Chadwick bolted out in the second half, crafting a 16-5 run over eight minutes, played great defense, and pulled away.
Delta hit its first 3-pointer of the game when Berry nailed one from the top of the key with 6:37 left in the fourth, but Chadwick had the game on ice at that point.
Little paced Chadwick with a game-high 21 points. Emily Landry posted 16, while Macy Landry added 15. The Lady Cardinals outrebounded Delta by a wide margin, including 12-to-6 in the second half alone, and held the Ladycats to 32.5% shooting on the night.
“Early in the game, I thought we had some shots that didn't go down,” Heeb said. “We had some rebounds that we didn't grab and they got some second-chance points on us, which gave them the cushion to be comfortable. If you flip it and we grab those rebounds and we make those shots, then maybe we’re up by six. OK, 'now you've got to come to us.' And the opposite could have happened tonight, where, if we could ever make them play fast, I thought we had a chance to maybe get them by 15 or 20. But you’ve got to give them credit.

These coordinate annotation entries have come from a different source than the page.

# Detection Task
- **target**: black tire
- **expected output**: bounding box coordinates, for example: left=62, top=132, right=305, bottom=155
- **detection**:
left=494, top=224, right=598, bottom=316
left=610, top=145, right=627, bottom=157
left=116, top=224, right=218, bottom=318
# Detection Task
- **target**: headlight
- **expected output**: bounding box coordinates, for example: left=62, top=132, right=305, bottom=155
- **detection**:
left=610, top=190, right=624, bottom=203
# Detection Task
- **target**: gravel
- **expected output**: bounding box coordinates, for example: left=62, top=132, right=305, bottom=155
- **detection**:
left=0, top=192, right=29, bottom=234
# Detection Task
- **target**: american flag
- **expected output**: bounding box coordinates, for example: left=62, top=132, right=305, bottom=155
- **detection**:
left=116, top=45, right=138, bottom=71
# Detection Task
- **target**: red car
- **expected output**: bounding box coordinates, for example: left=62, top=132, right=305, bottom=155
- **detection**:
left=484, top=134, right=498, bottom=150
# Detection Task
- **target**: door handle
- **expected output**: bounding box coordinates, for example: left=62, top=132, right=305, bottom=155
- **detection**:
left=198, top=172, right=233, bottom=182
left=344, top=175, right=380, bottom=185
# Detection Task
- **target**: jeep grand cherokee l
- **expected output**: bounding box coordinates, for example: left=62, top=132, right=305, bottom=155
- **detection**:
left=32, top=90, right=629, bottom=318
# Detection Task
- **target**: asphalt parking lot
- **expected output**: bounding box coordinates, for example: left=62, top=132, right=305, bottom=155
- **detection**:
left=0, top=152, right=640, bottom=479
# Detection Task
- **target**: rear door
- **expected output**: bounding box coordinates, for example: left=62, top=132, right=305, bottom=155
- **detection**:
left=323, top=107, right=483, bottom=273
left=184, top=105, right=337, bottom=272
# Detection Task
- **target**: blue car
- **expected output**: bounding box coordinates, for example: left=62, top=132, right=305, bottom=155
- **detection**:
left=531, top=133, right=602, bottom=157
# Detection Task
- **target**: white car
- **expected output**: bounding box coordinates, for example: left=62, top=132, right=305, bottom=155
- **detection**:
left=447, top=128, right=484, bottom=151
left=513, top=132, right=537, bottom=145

They dominated us rebounding, and you can't say that about very many teams in the last five or six years.”
Tuesday night’s matchup marked the third postseason in a row that both Delta and Chadwick met in the state tournament. After losing 56-54 in the state quarterfinals in 2023, the Ladycats evened things behind a 60-55 victory in the opening round last season.
Delta loses three seniors in Berry, Jolie Scherer, and Emma Walter, but will return a chunk of production to give Heeb and the coaching staff something to be excited about.
“This is probably the most improved team I've ever coached,” Heeb said. “That's the only reason we're standing here talking right now. It’s still just a bitter taste to know it maybe could have been a different outcome, but we've got a lot to look forward to.”
There will also be an interesting twist next season.
“Next year, our school is actually doing a co-op with Leopold,” Heeb said. “Leopold doesn't have girls' basketball, so we're excited about that because we're going to bring girls' basketball to that community. Then, hopefully, that'll be just a good relationship between us two schools, so not only do we have these kids coming back, but that's just something that we're looking forward to.”